Mt. Spokane senior adjusts student life to fatherhood


Graduate Cameron Mills, of Mt.Spokane High School, successfully balances school with being a single father.  
 (CHRISTOPHER ANDERSON / The Spokesman-Review)
The Spokesman-Review

Any dad will tell you it’s difficult to do it all. Being a good father and a good provider requires dedication and sacrifice.

It’s even more difficult when you’re a teen and still in high school.

Just ask Mt. Spokane High School senior Cameron Mills.

Administrative assistant Janet Stumph said Mills lives on his own, attends school four periods a day and is a single dad, working to raise and support his child.

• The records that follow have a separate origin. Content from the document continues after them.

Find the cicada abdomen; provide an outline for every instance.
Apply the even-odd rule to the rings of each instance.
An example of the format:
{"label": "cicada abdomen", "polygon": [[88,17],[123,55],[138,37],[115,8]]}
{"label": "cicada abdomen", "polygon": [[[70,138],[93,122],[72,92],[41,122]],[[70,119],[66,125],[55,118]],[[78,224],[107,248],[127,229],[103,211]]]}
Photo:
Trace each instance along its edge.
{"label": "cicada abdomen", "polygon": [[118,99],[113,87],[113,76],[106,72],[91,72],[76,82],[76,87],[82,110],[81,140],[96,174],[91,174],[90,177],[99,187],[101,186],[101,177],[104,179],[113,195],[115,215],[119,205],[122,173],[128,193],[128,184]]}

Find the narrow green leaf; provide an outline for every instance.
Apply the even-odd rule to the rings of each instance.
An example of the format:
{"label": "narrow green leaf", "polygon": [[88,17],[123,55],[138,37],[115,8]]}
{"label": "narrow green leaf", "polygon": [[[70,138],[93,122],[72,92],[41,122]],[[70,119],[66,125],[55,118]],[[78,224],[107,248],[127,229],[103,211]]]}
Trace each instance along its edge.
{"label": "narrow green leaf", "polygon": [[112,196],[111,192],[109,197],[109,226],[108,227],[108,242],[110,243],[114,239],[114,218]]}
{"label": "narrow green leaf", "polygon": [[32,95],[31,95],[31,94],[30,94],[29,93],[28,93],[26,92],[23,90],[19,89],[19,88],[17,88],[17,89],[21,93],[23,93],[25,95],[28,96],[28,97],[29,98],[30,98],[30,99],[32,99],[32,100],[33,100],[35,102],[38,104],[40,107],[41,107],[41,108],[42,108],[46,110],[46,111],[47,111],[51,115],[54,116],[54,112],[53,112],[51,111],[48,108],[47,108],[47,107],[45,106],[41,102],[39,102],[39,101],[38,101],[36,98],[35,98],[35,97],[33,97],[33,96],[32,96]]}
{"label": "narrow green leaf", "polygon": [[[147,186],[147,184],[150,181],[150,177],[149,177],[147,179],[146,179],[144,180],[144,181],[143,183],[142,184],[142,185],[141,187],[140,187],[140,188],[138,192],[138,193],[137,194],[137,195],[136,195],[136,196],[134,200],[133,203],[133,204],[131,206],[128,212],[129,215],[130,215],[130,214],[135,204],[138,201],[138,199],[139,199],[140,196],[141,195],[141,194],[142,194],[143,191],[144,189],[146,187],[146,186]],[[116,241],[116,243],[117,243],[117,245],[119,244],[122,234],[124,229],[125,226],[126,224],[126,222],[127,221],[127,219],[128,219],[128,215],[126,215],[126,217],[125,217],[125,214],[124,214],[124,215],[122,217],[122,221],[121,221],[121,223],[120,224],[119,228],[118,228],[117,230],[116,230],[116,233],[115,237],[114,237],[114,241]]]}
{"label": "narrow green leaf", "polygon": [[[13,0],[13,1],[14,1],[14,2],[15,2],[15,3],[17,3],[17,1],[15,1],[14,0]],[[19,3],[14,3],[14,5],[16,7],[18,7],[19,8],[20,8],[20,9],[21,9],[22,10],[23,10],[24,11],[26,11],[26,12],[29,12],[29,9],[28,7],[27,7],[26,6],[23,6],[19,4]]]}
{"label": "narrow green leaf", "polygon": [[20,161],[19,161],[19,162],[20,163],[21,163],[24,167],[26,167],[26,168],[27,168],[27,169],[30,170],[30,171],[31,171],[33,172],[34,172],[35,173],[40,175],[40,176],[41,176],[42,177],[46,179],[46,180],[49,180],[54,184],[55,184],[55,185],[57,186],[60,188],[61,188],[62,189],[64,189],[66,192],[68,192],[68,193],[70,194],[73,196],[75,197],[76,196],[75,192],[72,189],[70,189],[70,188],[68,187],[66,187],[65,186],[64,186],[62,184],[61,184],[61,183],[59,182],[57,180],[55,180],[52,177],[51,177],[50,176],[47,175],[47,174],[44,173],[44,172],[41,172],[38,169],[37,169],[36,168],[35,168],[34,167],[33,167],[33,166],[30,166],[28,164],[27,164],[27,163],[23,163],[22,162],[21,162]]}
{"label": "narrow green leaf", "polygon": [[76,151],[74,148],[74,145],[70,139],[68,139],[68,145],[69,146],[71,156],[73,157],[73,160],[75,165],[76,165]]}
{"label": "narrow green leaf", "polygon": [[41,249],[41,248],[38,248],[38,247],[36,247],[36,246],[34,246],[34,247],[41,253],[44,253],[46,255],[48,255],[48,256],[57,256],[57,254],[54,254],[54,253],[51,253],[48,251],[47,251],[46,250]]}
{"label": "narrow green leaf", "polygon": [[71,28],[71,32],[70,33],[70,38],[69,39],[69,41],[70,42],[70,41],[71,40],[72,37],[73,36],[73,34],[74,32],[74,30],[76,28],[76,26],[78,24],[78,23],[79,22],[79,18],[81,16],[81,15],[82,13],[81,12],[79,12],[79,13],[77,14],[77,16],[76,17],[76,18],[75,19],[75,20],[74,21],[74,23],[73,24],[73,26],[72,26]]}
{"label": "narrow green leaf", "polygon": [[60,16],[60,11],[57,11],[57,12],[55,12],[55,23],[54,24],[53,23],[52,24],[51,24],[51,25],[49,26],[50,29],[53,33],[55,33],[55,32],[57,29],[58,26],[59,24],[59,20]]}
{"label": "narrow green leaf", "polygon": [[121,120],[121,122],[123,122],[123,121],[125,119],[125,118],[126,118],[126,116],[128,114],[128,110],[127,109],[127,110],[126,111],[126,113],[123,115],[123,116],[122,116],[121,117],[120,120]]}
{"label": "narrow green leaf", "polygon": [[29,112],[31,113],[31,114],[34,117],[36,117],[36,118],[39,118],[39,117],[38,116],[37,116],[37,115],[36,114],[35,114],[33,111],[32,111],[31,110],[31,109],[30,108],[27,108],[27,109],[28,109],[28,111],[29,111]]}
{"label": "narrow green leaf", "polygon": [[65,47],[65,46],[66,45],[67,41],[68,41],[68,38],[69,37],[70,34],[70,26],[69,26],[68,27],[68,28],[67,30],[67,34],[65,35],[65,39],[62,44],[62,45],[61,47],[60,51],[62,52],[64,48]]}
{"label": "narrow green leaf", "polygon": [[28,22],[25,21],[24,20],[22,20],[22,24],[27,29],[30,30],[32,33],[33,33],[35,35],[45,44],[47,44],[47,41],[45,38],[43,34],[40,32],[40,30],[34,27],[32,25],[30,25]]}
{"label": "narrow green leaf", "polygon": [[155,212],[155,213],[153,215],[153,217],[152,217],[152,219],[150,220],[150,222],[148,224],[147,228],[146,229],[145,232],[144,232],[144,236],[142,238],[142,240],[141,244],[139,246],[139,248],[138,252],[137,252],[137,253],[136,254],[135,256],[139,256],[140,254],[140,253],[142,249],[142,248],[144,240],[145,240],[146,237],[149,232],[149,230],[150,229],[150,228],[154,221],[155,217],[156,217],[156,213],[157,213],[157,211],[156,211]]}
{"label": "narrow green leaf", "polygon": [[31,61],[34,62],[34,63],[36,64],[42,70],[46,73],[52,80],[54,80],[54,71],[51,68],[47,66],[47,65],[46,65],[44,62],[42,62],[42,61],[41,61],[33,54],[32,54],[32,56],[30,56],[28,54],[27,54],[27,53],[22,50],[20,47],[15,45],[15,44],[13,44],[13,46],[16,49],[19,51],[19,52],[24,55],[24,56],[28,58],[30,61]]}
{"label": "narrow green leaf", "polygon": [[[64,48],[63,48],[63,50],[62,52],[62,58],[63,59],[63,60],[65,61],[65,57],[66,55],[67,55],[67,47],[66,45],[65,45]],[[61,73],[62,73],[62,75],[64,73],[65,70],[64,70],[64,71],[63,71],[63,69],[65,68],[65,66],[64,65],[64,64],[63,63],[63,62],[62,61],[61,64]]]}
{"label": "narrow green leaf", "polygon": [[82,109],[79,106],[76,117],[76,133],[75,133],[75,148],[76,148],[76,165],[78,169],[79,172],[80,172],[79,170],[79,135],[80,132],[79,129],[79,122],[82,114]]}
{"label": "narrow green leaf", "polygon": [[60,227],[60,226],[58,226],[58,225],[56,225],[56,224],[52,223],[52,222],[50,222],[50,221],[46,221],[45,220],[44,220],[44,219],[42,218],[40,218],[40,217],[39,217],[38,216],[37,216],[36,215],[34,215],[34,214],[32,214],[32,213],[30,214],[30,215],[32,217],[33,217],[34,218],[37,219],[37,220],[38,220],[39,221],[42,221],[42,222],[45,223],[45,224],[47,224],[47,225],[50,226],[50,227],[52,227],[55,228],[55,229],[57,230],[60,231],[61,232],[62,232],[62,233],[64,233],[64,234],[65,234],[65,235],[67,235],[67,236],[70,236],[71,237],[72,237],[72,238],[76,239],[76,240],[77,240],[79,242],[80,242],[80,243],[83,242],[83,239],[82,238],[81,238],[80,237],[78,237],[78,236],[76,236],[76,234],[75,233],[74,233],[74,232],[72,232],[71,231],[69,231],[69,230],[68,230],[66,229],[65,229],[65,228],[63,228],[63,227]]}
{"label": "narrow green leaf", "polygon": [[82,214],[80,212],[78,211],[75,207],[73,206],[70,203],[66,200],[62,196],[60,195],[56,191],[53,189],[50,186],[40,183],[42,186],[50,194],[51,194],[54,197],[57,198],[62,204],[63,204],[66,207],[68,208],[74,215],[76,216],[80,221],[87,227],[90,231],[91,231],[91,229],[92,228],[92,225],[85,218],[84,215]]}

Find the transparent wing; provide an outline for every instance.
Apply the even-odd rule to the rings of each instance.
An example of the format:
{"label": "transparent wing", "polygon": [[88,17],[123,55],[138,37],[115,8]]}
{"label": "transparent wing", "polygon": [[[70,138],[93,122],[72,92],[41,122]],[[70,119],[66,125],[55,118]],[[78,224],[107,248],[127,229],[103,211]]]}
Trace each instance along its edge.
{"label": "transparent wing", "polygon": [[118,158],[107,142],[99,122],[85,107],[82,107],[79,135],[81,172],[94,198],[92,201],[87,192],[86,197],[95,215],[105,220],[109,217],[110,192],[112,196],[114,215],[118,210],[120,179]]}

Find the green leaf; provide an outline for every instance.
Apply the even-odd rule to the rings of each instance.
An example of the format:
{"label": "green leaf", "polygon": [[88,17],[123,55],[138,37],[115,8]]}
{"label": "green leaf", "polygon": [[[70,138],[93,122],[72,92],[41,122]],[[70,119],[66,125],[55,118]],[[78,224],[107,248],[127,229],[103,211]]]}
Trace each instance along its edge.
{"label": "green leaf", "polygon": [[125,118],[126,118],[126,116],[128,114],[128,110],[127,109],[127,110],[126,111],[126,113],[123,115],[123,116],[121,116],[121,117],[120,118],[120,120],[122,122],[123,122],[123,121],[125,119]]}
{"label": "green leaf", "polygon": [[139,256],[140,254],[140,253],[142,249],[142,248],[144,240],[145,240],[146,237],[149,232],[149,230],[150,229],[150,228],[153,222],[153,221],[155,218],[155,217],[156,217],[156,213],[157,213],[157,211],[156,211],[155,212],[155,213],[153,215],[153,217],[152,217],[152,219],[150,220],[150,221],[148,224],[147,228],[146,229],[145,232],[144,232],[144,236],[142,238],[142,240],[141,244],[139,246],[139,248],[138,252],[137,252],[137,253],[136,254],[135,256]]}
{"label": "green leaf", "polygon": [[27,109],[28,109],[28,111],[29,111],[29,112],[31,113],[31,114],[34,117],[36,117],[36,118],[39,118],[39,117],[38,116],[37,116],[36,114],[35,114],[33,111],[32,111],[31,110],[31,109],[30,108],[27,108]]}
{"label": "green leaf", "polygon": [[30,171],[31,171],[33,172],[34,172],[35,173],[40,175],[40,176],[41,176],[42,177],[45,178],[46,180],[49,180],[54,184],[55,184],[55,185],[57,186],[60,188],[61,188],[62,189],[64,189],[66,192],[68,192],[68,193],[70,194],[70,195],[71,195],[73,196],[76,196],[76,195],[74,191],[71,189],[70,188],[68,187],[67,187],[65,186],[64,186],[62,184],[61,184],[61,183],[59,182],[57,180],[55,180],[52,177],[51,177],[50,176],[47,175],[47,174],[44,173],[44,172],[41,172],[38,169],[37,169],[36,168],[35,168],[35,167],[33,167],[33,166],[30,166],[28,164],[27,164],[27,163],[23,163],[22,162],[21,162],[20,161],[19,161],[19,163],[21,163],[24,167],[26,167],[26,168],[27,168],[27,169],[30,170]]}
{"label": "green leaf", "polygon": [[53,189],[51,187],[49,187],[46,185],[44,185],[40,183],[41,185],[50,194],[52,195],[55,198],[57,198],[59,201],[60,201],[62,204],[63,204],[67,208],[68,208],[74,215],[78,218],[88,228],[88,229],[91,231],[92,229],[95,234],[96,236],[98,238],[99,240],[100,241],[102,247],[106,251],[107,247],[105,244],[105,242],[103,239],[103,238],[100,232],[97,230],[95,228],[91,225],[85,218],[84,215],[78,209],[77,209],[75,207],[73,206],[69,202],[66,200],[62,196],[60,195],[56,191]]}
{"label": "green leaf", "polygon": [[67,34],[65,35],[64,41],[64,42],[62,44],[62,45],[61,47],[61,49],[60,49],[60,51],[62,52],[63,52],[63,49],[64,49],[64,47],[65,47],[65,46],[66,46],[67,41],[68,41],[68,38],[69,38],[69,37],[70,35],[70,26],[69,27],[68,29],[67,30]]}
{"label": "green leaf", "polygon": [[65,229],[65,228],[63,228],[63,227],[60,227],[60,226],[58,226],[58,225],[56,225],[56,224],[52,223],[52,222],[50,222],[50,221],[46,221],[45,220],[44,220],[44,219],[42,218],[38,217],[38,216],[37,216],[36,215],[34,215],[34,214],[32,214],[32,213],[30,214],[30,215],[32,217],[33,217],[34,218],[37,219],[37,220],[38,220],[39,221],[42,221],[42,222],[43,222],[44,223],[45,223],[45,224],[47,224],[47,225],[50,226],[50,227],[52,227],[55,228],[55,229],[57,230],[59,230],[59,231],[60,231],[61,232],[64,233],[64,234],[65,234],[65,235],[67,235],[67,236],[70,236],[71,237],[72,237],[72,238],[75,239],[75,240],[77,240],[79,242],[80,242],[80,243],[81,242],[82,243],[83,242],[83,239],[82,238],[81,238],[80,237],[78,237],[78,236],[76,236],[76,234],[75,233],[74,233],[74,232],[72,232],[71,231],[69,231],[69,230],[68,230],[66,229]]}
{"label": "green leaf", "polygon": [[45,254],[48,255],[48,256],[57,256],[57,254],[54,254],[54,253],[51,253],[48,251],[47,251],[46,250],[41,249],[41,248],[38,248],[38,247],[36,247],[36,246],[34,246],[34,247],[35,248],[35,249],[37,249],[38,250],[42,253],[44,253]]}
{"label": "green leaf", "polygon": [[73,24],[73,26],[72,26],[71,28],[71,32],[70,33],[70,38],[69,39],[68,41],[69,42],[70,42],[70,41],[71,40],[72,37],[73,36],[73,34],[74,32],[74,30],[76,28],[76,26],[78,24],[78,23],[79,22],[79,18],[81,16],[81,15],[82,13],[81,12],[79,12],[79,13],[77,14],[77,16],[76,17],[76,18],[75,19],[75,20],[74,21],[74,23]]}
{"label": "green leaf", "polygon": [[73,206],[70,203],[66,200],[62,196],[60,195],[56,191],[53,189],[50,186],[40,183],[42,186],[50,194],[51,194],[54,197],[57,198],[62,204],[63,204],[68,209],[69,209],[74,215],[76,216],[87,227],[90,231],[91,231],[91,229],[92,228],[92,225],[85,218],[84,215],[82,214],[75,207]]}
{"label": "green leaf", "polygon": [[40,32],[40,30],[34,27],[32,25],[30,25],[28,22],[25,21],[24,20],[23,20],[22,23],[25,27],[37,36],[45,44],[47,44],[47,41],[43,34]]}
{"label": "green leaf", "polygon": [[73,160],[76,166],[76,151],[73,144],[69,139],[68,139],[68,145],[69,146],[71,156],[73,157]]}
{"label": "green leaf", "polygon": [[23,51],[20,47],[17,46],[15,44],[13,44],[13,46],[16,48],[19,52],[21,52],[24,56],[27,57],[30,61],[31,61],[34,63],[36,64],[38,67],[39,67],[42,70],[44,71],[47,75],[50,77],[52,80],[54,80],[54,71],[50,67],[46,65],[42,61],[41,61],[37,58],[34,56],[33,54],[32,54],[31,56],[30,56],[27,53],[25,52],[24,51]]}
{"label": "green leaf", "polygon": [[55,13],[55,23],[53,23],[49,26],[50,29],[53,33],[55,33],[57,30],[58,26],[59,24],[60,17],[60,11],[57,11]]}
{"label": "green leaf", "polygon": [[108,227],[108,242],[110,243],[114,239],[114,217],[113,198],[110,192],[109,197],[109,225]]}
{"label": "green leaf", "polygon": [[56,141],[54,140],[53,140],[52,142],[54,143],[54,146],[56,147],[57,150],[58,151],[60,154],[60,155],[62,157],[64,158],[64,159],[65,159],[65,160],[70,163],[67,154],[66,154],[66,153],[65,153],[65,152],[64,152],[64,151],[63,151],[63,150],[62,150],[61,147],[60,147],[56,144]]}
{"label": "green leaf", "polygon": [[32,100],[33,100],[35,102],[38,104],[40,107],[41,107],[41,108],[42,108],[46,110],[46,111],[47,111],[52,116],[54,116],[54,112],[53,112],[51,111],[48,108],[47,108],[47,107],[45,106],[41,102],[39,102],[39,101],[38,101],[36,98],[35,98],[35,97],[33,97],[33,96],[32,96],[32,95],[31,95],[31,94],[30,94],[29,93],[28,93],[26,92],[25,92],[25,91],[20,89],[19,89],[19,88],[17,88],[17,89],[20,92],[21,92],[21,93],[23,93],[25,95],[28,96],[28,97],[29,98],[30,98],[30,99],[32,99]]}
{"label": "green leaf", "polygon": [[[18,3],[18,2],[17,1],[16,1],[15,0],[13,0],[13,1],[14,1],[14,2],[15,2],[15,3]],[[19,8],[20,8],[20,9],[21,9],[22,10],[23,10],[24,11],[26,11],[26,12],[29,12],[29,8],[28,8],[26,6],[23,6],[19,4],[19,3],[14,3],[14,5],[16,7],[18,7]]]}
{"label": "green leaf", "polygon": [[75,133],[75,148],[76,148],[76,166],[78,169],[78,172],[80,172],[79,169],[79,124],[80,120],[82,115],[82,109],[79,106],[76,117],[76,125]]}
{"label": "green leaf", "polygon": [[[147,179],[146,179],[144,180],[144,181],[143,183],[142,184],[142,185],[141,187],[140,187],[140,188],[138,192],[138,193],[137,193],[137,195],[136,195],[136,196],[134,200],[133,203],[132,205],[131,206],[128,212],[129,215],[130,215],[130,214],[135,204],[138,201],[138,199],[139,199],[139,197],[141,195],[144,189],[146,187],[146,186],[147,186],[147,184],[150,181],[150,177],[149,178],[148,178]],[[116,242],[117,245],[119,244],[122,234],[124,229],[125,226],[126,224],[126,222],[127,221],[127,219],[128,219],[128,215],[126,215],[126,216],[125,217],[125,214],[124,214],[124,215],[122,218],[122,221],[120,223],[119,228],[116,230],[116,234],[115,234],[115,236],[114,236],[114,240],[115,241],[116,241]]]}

Mills seems to take his responsibilities in stride. The self-effacing 18-year-old says, “When I had my daughter, my priorities changed. I took school more seriously.”

His daughter, Alexis, was born the summer before his junior year in high school. She’ll be 2 in July.

Mills grows animated as he talks about Alexis. “She’s at that stage where she copies everything I do,” he says with a laugh.

Guidance counselor Tom Flanigan says Mills is remarkable. “He hung in there through hard times and did well,” Flanigan says. “He has a tremendous amount of responsibility – very rare in most young men in our culture.”

Indeed, Mills has a schedule that would seem stressful to even the most-seasoned parent. Many days, he takes his daughter to day care in Liberty Lake, drives to Mt. Spokane for classes, then heads to his job at Granny’s Buffet and finally drives back to pick up Alexis.

And every parent of a 2-year-old will tell you that keeping up with an active toddler is a full-time job itself.

“I don’t take anything for granted,” Mills says. “High school goes by really fast.”

Mills already is enrolled at Spokane Community College and plans to attend nursing school. Being a father has affected him profoundly.

Says Flanigan: “What impresses me about Cameron is that he’s never acted like a victim. He’s taken on full responsibility for his life and for someone else’s.”

That kind of responsibility gives Mills a different perspective from other teens.

“I still like playing basketball with my friends and going to the gym, but my friends seem more immature – they make choices I wouldn’t make,” he says. As a protective father, he says, he’s more aware of bad language and behavior among other teens.

Life changed for Cameron Mills the day his daughter was born. He had to put away the trappings of youth and become a man more quickly than he’d planned.

Still, Mills says, he has no regrets.

“I’m aware of what I’m missing out on,” he says. “But I wouldn’t change a thing.”